この日を境に、福島第一では通常化がアピールされ、コスト削減を優先する競争入札が進められる。賃金や危険手当が下がり、宿泊費や食費など諸経費がカットされるなど、作業員の待遇が急速に悪化し始める。
原発での仕事は、東電からの元請け企業と多重に連なる下請け企業で成り立っている。東電がコスト削減を要求すると、玉突き事故のように下請け企業の作業員の給料や危険手当に響いてしまう。その結果、一番大切な作業員の命が犠牲になってしまう。作業員は年間の被ばく線量が決まっており、それに達すると仕事を失ってしまう。「被ばく隠し」を自主的に始めたり、会社が強要する事例が目立つようになる。これが2012年の話だ。
震災から9年が経った。
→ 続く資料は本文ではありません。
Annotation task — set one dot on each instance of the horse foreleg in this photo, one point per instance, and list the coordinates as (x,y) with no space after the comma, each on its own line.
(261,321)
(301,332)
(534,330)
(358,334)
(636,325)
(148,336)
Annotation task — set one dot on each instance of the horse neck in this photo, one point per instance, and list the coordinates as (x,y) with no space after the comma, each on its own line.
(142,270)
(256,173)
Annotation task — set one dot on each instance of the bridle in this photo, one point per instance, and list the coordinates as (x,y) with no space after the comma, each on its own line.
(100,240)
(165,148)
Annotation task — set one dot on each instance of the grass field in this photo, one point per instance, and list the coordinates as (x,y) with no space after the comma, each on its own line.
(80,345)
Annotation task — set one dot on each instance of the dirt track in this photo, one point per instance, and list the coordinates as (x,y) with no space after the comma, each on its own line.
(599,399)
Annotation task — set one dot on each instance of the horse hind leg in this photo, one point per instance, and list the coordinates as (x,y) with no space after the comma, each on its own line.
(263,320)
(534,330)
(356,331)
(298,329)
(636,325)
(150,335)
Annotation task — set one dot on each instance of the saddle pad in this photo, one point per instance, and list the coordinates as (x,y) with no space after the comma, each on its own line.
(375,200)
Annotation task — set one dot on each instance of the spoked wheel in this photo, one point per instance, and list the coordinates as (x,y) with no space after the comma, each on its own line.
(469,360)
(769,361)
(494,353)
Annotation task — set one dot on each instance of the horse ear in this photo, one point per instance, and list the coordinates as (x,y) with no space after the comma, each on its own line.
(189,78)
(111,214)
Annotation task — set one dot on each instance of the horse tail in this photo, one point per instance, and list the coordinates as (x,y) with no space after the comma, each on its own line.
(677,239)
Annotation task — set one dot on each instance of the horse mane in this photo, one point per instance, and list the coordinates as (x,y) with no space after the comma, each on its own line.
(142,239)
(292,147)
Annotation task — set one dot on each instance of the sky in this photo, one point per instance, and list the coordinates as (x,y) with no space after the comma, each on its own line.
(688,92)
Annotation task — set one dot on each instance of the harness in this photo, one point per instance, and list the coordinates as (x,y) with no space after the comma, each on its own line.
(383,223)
作業員の命をかけた仕事により、原発の瓦礫は撤去され、1〜3号機の使用済み核燃料プールからの「核燃料取り出し」にまでたどり着くことができた。当時中高生だった地元の子どもたちがイチエフ働くようになったという。地元作業員のなかには、「自分たちで故郷をなんとかしたい」「イチエフで働いてきた自分たちがやるしかない」と、故郷を守りたいという強い思いがある。手当が下がり、うまみがなくなった原発で働く作業員の目的や世代が刻々と変化しているようだ。しかし、廃炉まではまだまだ遠い。先何十年の話である。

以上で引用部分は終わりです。